Em tom desafiador, Donald Trump sinaliza possível demissão de Jerome Powell, presidente do Federal Reserve, caso não deixe o cargo
O presidente dos Estados Unidos, Donald Trump, declarou nesta quarta-feira (15) que poderá demitir o atual presidente do Federal Reserve (Fed, o banco central do país), Jerome Powell, caso ele não deixe o cargo após a posse de um novo chefe da instituição. A declaração intensifica a disputa entre os dois, marcada por divergências sobre a política de juros.

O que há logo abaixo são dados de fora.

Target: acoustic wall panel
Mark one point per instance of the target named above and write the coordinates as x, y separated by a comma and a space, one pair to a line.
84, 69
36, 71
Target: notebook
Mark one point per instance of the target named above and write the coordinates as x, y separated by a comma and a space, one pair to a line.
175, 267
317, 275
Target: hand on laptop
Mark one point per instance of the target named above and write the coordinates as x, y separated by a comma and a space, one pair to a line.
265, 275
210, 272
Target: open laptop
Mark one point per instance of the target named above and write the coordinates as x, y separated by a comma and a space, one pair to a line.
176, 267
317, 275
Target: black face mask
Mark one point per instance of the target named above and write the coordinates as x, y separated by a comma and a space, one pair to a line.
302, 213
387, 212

Trump também afirmou acreditar que as taxas de juros poderão cair quando seu indicado ao Fed, Kevin Warsh, assumir o cargo. O presidente anunciou a indicação de Warsh em janeiro, mas a aprovação pelo Senado ainda é necessária. “Tenho o prazer de anunciar que estou nomeando Kevin Warsh para presidir o Conselho de Governadores do Federal Reserve”, escreveu Trump em uma publicação nas redes sociais.
Ao ameaçar a demissão de Powell, Trump expressou a esperança de que seu indicado seja confirmado pelo Senado já na próxima semana. Questionado sobre a investigação em curso contra Powell, o presidente afirmou que “precisamos descobrir o que aconteceu lá [no Fed]”.
Jerome Powell confirmou em janeiro que se tornou alvo de uma investigação do Departamento de Justiça (DOJ), atribuindo a abertura do inquérito à pressão do governo Trump sobre a política de juros do banco central americano. O depoimento de Powell ao Congresso em junho, sobre a reforma de US$ 2,5 bilhões da sede do Fed em Washington, levou à abertura de uma investigação criminal por procuradores federais. Parlamentares questionaram possíveis luxos no projeto, e a republicana Anna Paulina Luna pediu ao Departamento de Justiça apuração por suposto perjúrio.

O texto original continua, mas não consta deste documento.